The authors propose that their accelerated sequence improves the efficiency of cardiac microstructure assessment. This approach reduces the total number of breath-holds required for a full examination. The researchers suggest that this method makes diffusion tensor measurements practical for routine clinical workflows. Their findings indicate that the entropy-based ghost removal technique enables high-quality imaging of closely spaced slices. The study demonstrates that key diffusion parameters remain consistent between accelerated and conventional scans. The team notes a minor bias in fractional anisotropy that warrants consideration in future quantitative analyses. These results support the integration of faster imaging protocols into standard cardiac diagnostic procedures. The work provides a pathway for more comprehensive heart evaluations within shorter timeframes.

The researchers utilized a blipped controlled aliasing readout combined with a diffusion-encoded stimulated echo sequence. This configuration allows for the simultaneous acquisition of three distinct heart slices, significantly reducing the total scan time compared to traditional single-slice methods.
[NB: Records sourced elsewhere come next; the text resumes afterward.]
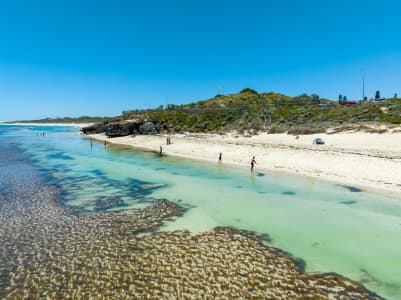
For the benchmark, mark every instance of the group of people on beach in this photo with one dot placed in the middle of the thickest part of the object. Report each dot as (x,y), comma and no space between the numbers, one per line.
(253,161)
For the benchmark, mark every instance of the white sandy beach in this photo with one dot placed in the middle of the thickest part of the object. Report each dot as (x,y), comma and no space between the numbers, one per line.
(80,125)
(366,160)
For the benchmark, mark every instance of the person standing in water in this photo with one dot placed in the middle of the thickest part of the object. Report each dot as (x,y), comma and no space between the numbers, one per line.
(253,163)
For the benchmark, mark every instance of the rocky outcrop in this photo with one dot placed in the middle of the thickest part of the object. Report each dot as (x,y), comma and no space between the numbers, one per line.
(95,128)
(149,128)
(123,128)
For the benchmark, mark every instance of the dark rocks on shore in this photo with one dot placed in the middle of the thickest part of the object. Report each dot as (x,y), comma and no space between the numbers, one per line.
(124,128)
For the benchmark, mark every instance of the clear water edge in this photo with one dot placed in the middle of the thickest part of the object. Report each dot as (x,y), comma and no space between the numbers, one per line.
(330,227)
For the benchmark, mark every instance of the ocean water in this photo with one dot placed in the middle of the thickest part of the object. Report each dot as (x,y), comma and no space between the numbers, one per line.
(333,228)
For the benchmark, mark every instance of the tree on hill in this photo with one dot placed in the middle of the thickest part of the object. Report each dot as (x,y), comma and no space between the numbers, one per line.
(248,90)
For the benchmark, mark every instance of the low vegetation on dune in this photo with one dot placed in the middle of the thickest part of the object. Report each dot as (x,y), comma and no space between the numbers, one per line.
(249,112)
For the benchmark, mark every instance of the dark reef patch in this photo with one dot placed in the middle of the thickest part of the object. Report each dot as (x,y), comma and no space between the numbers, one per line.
(349,202)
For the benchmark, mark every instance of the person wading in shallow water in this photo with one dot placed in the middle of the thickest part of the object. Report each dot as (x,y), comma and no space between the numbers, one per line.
(253,163)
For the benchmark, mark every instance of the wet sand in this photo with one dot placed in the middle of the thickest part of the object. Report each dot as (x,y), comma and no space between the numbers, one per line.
(367,160)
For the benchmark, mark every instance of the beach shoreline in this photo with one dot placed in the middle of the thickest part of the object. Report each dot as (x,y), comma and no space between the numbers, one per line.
(80,125)
(365,160)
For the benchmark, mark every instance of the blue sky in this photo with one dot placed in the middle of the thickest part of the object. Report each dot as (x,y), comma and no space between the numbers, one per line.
(72,58)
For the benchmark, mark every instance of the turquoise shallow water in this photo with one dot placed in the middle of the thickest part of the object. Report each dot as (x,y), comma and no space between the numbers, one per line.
(334,229)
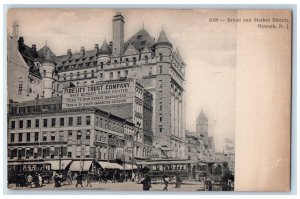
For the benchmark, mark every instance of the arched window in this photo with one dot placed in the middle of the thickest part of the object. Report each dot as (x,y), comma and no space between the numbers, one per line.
(88,135)
(134,61)
(160,56)
(79,135)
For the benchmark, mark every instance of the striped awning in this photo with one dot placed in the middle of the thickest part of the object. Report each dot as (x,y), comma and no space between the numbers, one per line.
(83,165)
(56,163)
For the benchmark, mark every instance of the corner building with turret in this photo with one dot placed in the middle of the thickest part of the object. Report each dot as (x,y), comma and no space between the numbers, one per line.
(158,71)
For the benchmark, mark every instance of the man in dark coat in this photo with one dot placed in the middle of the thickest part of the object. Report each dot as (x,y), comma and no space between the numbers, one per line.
(79,179)
(146,183)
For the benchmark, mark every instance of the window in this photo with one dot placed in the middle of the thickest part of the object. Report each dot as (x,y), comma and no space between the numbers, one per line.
(79,134)
(28,137)
(20,89)
(13,124)
(150,71)
(79,120)
(160,69)
(160,106)
(87,151)
(70,135)
(160,56)
(20,137)
(45,122)
(70,121)
(134,61)
(12,137)
(21,124)
(62,121)
(88,120)
(160,83)
(45,136)
(36,136)
(78,151)
(61,136)
(52,136)
(88,135)
(37,123)
(53,121)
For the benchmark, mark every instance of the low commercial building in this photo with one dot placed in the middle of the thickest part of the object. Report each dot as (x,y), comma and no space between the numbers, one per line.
(42,131)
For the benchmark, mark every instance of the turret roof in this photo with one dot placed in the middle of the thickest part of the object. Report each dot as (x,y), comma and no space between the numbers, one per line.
(140,40)
(163,37)
(45,54)
(104,48)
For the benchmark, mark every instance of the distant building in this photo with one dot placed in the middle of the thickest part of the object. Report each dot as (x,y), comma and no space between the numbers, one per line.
(42,130)
(157,70)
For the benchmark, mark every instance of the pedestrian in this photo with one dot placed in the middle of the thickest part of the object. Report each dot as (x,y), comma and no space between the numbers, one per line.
(57,182)
(178,180)
(79,179)
(69,177)
(146,183)
(29,180)
(166,182)
(18,180)
(40,180)
(89,179)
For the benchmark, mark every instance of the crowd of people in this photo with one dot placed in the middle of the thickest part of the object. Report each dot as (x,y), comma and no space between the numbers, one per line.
(30,179)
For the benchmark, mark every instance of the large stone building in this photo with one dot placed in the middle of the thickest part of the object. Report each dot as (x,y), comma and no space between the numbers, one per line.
(156,68)
(43,130)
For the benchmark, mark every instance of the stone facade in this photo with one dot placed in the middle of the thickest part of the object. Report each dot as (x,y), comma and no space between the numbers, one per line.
(155,65)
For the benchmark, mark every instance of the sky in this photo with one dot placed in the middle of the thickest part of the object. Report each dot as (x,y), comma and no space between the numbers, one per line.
(207,48)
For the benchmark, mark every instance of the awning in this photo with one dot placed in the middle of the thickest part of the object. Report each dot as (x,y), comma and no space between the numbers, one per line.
(55,164)
(202,164)
(24,163)
(78,165)
(109,165)
(130,167)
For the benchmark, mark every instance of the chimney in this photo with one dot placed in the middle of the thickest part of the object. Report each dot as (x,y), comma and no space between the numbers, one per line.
(96,48)
(21,44)
(82,51)
(69,53)
(33,50)
(15,29)
(118,33)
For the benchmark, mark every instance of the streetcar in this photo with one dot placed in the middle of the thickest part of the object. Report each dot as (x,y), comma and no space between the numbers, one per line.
(156,169)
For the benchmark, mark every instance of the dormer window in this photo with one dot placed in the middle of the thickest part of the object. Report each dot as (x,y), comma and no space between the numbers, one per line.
(146,59)
(134,61)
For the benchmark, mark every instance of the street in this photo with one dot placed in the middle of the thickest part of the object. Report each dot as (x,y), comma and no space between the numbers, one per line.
(126,186)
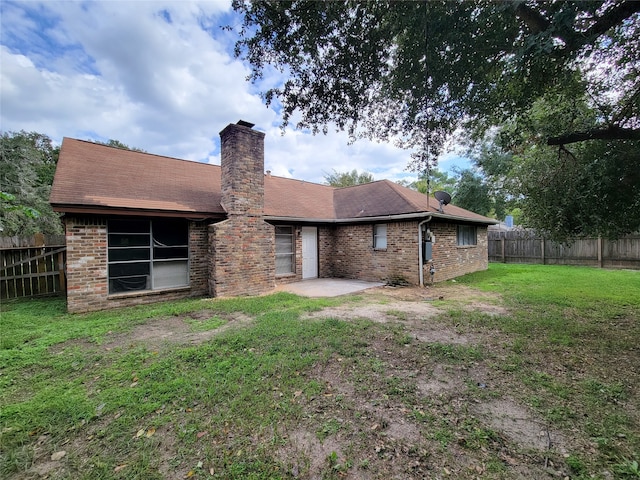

The team introduced a novel image entropy-based method specifically designed to eliminate artifacts known as ghosts. This technical innovation is vital for successfully imaging closely spaced cardiac slices without the interference typically caused by aliasing in accelerated acquisitions.

The authors explain that the entropy-based ghost removal is necessary because it allows for the clear separation of signals from closely spaced slices. Without this correction, the overlapping data from the blipped readout would render the images unusable for diagnostic purposes.

The blipped controlled aliasing readout serves as the primary component for enabling three-fold acceleration. This data acquisition strategy allows the system to capture multiple spatial regions simultaneously, which is the foundational element for the observed reduction in breath-hold requirements.

The researchers measured a retained signal-to-noise ratio of 70% plus or minus 5%. This performance exceeds the theoretical 57% ratio typically expected with three-fold acceleration, demonstrating the efficiency of the proposed acquisition scheme.

The authors anticipate that this multiband sequence will facilitate the inclusion of diffusion tensor measurements in comprehensive clinical exams. By lowering the burden on patients, they propose that high-quality microstructural data will become more accessible in standard cardiac care.